Jeff Tweedy has always been a tireless conjurer of song. He’s pushed Wilco into the major American touring behemoth they are today. He’s spun around in hazy circles with Loose Fur and Golden Smog and before that he helped redefine American country music with Uncle Tupelo.
On his newest musical output he pushes all of that aside. Tweedy rubs the sleep from his eyes, sips a cup of coffee and picks up the guitar to start his newest release, Sukierae. Not quite a solo album, it’s more a family affair. The album was recorded with Tweedy’s teenage son, Spencer, on drums. The project is simply dubbed Tweedy.
The album opens with “Please Don’t Let Me Be So Understood,” a quick-witted rocker that sounds like a possible b-side from Wilco’s Sky Blue Sky. The song ends quickly, then shifts gears into “High As Hello.” The dreamscape anthem rolls along cooly with magnetically-charged guitars. Tweedy’s pronunciation is as sleepy as his eyes. The simplicity of verse allows for an easy introspection, waving at your problems like a hologram in the distance.
As Wilco has taken to blowing out stadiums and outdoor venues over the last decade, Sukierae finds Tweedy in a calm strum, quietly looking inward. The album’s title comes from a family nickname given to his wife, Susan Tweedy, who battled non-Hodgkin lymphoma during the recording. The album acts as a love letter filled with dizzying hope and heavy sadness.
When backing up his father, Spencer Tweedy proves his ear for rhythm and motion. His drumming is loose and allows for the expansion of notes. He provides the perfect anchor to his dad’s wayfaring strum on the dusty romp, “World Away.” On “Diamond Light Pt.1” he keeps up an off-balanced beat as the song rolls by like a car down an empty highway on a sullen evening.

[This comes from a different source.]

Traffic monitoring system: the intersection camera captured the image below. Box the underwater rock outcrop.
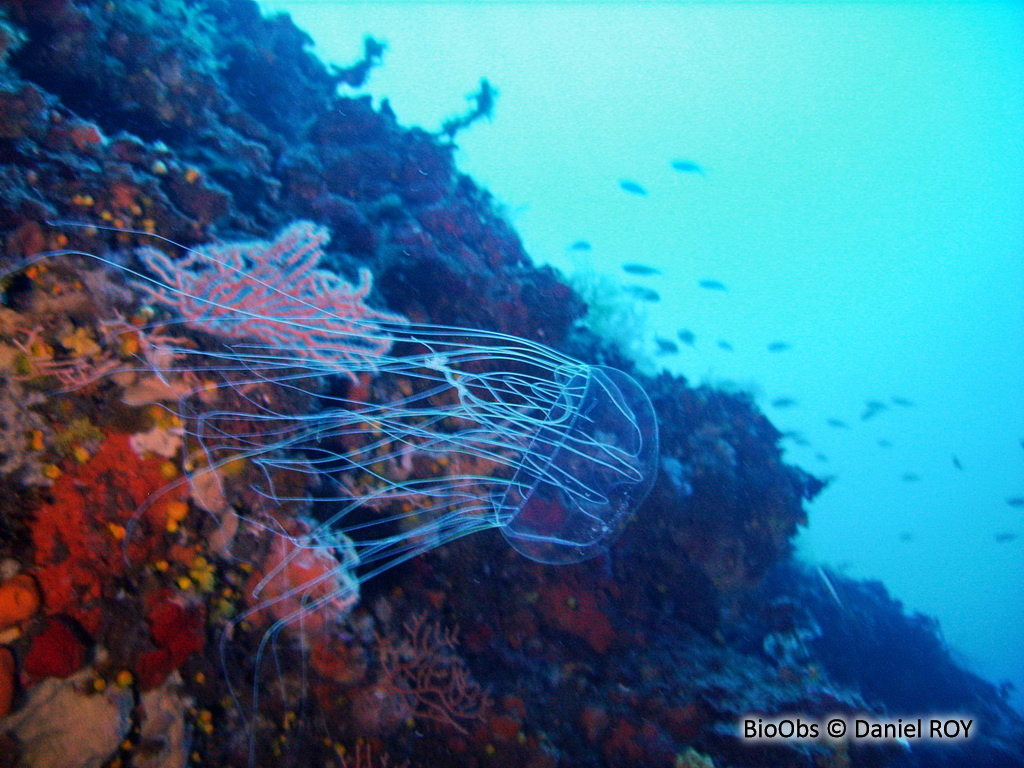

The two recorded the album’s 20 songs and hour plus of music together, sketching out songs with an iPhone, then adding instrumentation over it. A discordant rush of sound opens “Slow Love” until it straightens out with an easy bass jostle. “Low Key” hops along like a mid-summer jangle. Tweedy harmonizes with the flowers and the trees and the sun.
The songs on Sukierae are droopy and drift by like dust in the sunlight of an open window. They wander in the open fields of their creator’s mind. Tweedy twiddles his fingers delicately over the guitar strings. There is a comfort in his playing. He sounds relaxed, content to sit in the studio all day. It is a very casual record, proving that Jeff Tweedy can write a song like he’s walking around the block.